社会保障拡充に協力的な財界と反発する労働組合
現代の福祉国家、再分配国家が行っていることは、みんなが稼いで得た所得をプライベートに使ってよいお金と、連帯してみんなの助け合いのために使うお金に分けて、後者を今すぐ必要な人に分配し直しているだけのことである。 先ほどの十倉議員と同じ話になるのだが、先週の全世代型社会保障構築会議で話したように、経済成長という現象は、結局は財・サービスへの「物欲」と現金や資産への「金銭欲」の葛藤の中で、一人一人が、物欲が金銭欲に勝ったときに起こる現象である。
社会保障という再分配政策は、人々の将来不安を緩和して金銭欲を抑える。これが、十倉議員がおっしゃっていた話につながっていく。また、今すぐ必要な人に所得が再分配されるので、社会全体の消費性向、つまり物欲を高め、消費を下支えすることになる。 この会議に参加している多くの人たちは、月賦で買いたいものがほとんどないという状況だと思うが、「消費の飽和」が経済の天井となっている今の時代では、世の中に安心と平等をもたらす社会保障というのは、経済政策としても極めて有効な手段になり得る。だから、十倉議員が言われた中長期のグランドデザインを示すこと、そして、社会保障と税の一体改革をもう一度考えていくことは、極めて重要な意味を持っていると思う。
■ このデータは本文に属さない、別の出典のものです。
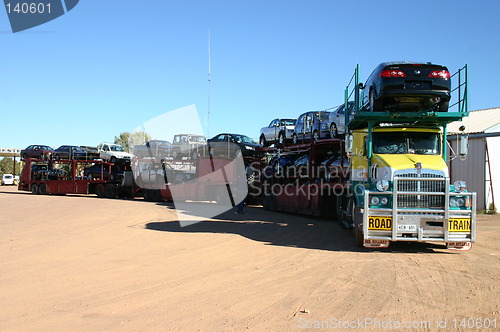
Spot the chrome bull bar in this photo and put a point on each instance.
(432, 224)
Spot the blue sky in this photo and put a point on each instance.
(105, 67)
財源調達の在り方について、まず押さえておいていただきたいことは、介護給付費は65歳以上で98%を使っていて、医療給付費は60%、年金給付の老齢年金は83%を占めていることだ。こうした高齢期に要するお金に対して、賃金システムというのは、歴史上うまく機能できなかった。誰もが長い人生で直面する「支出の膨張」と「収入の途絶」というものがあるが、これに賃金システムがなかなか対応できないから、19世紀後半に資本主義が一般化した、ドイツ帝国のビスマルク以降、賃金比例・労使折半という賃金のサブシステムが準備されてきた。
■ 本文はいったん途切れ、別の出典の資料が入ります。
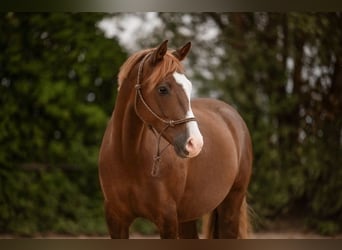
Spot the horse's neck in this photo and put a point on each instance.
(128, 129)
このサブシステムが果たしている役割をわれわれの世界では「消費の平準化」、コンサンプション・スムージングと言う。これはキーワードであり、高齢期に集中する生活費に若いときから関わって、将来、自分がその制度を利用するという形で支出を平準化しているから、われわれはコンサンプション・スムージングと呼んでいる。消費の平準化を主にはたしている社会保険は、社会保障給付費の9割近くを占めていて、国民の圧倒的多数の人たち、つまり中間層の生活を守っている。